Там были еще старые дореволюционные захоронения — пузатые, как лабазы, купеческие памятники, гранитные плиты с выбитыми профилями давно канувших в Лету актеров, склепы каких-то графов, князей, егермейстеров, корнетов и полковников, порой даже встречались могилы генералов. Революционный гнев трудящихся и здесь их не оставил — многие памятники, особенно статуи генералов, были повержены на землю. У мраморных фигур отбиты носы и погоны, бронзовые казались ущербными из-за многочисленных оспин, оставленных не менее чем ломами. Здесь пролетариат потрудился на славу, а общую картину разрушения дополнили разрывы случайных снарядов и авиабомб, залетающих в эту скорбную обитель во время обстрелов и бомбежек города.
Нам показали склеп графа Кляйнмихеля, в котором по наблюдениям сотрудников милиции скрылся ракетчик. Склеп был просторным, с двумя надгробиями и мраморным столиком, рядом с которым белели мраморные же скамейки. Под скамейкой лежало несколько бумажных комочков. Развернув их, мы обнаружили, что брошенные комочки являются обертками от упаковок свиного сала, неизменно входящих в рацион диверсантов, которых забрасывали в советский тыл. Наличие оберток указывало на то, что здесь и в самом деле какое-то время находилось фашистское логово. Мы обшарили склеп, но больше ни черта не нашли. Мы даже заглянули в гробницы, сдвинув для того тяжелые плиты, накрывающие их. Гробницы были пусты. И нигде даже намека на какие-то приспособления, благодаря которым можно было бы открыть какой-то вход в тайное убежище.
— Пустой номер, — сказал Скиба. — Если здесь кто-то и был, то теперь его нет. Только ноги бьем.
— Как же! — возразил приданный нам работник уголовного розыска, в обслуживании которого находилась территория кладбища и прилегающего района. — Вчера опять ракеты пускали. А ушли гады опять же в сторону кладбища. Призраки, мать их!
— Найдем мы твоих призраков, — сказал Дворников. — Дай только срок.
— Вчера опять склад разбомбили, — устало сказал оперативник. — Вот времени у нас как раз и нет.
— Так что ж теперь — кидаться на всех, кто у кладбища обретается? — удивился Дворников. — Надо работать. Все сразу никак не получится.
— Пробовали… Леденцы будете? — спросил оперативник и протянул бумажный кулечек с темными полупрозрачными конфетами.
— Откуда такая роскошь?
— Есть тут один мужик, — сказал оперативник. — Беззубов ему фамилия. У него не голова, а Дом Советов, ей-богу! Помните, Бадмаевские склады сожгли? Там сахар поплавился, с землей и песком смешался. Десятки тонн сладкой земли! А он придумал эту землю на кондитерской фабрике перерабатывать. Он там до войны главным инженером работал. Ну и стали из сладкой земли карамель изготавливать. Ничего, чем-то по вкусу ландринчики напоминает.

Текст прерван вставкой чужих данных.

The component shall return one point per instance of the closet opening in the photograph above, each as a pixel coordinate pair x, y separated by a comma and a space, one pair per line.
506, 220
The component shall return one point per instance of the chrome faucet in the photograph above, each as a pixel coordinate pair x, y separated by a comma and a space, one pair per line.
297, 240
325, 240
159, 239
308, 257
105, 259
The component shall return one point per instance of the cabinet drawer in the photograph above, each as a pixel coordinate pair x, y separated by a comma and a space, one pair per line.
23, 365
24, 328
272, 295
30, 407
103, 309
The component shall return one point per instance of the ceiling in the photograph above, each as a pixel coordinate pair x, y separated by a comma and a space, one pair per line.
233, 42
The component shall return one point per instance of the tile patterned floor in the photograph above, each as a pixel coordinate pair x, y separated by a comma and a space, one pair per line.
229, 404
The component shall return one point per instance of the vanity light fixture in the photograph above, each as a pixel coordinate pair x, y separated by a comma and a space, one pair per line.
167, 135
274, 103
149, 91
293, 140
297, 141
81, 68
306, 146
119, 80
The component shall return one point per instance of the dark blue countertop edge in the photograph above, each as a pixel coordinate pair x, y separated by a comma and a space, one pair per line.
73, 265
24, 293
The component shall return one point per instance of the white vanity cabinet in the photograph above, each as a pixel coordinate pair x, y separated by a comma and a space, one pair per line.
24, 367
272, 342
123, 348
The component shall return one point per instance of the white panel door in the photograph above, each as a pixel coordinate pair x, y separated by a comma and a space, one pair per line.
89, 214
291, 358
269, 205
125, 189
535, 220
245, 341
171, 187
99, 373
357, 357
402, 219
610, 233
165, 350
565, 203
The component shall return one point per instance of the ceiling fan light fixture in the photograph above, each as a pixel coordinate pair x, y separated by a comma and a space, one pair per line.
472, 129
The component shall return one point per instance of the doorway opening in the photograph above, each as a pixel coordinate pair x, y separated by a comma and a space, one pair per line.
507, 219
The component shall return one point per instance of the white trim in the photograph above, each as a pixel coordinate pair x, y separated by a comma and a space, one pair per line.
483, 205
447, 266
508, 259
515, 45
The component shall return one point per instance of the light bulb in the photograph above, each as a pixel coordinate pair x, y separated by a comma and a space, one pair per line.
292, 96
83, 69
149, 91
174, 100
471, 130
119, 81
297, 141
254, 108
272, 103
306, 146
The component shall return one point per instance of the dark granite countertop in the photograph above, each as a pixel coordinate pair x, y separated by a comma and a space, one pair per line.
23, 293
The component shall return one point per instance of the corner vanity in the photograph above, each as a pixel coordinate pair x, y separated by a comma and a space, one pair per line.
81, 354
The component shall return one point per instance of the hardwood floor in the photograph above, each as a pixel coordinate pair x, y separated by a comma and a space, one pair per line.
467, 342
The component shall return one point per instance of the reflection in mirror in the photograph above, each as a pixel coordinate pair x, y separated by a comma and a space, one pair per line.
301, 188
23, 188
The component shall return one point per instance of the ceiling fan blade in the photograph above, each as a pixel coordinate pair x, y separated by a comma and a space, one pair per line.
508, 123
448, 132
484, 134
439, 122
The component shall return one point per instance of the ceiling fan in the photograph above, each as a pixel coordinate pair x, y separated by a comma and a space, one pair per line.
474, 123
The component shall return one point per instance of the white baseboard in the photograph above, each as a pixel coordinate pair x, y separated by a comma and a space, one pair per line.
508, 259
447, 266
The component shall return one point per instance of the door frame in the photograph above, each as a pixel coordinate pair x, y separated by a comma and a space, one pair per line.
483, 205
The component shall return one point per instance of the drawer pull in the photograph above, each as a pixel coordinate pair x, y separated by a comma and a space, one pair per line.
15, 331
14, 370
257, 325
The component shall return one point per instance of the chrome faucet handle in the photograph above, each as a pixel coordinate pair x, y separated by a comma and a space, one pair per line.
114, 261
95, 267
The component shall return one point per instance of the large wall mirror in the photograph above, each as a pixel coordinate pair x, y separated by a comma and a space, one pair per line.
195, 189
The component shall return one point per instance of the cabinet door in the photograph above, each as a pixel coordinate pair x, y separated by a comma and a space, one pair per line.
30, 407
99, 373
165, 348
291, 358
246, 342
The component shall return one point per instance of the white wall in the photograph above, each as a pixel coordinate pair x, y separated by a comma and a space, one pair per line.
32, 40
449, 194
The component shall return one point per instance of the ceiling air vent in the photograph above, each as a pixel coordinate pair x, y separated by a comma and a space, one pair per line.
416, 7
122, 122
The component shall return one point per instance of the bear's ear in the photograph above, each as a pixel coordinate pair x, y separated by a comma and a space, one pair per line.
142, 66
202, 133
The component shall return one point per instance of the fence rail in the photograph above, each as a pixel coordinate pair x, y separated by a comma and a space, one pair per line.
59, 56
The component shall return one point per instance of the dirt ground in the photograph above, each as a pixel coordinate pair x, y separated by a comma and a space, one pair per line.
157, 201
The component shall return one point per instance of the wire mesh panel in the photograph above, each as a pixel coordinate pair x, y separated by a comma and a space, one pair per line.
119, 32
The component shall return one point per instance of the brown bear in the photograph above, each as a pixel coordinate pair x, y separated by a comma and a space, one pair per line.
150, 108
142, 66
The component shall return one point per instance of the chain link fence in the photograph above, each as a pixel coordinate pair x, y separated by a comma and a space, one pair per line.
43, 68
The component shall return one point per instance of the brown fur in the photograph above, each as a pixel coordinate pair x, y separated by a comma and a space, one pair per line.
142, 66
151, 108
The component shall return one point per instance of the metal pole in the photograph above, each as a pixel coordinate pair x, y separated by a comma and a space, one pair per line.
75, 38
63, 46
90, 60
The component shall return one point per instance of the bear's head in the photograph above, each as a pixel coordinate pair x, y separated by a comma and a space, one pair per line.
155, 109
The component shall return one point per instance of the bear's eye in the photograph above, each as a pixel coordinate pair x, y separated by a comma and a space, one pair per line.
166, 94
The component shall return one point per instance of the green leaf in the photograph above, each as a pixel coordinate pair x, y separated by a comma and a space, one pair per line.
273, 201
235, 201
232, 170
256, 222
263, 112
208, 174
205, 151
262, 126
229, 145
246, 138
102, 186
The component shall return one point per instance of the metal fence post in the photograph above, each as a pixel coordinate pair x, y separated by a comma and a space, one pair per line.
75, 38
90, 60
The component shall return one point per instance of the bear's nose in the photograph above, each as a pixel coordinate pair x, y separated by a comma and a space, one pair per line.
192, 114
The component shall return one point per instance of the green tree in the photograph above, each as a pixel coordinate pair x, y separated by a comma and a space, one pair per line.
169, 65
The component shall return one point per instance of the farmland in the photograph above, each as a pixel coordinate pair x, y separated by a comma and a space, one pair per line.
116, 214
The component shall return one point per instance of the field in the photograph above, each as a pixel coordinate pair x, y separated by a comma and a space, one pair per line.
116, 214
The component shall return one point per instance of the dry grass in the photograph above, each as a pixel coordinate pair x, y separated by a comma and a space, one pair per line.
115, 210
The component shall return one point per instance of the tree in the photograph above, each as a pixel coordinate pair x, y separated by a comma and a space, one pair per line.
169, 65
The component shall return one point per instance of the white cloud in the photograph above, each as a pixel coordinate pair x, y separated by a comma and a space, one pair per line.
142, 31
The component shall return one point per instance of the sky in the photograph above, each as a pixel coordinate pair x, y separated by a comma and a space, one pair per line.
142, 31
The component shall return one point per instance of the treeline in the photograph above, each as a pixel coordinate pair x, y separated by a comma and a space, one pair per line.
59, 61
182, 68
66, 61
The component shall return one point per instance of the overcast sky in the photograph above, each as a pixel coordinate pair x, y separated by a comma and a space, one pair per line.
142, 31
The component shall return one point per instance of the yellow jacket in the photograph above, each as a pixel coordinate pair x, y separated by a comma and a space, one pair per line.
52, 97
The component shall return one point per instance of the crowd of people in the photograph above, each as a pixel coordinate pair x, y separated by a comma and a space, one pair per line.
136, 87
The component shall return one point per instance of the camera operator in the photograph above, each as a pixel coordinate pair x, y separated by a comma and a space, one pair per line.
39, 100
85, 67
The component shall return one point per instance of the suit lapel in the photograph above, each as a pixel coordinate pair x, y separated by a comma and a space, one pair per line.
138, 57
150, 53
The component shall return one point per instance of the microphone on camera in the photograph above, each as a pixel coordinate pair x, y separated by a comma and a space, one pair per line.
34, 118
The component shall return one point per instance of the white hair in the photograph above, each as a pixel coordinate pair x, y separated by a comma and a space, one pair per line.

— Досталось вам тут, — сказал Дворников и вздохнул.
— Библиотеку жалко, — вздохнул милиционер. — У моего отца библиотека была отличная. В зиму все спалили. Сначала ерунду разную, не особо ценную, а к февралю уже собрание сочинений Толстого. Такое издание было! Серо-зеленая обложка, а в углу каждой медальончик вклеен металлический. Только эти медальончики и остались…
— Книги новые выпустят, — не поднимая головы, сказал Востриков. — Людей обратно к жизни не вернешь!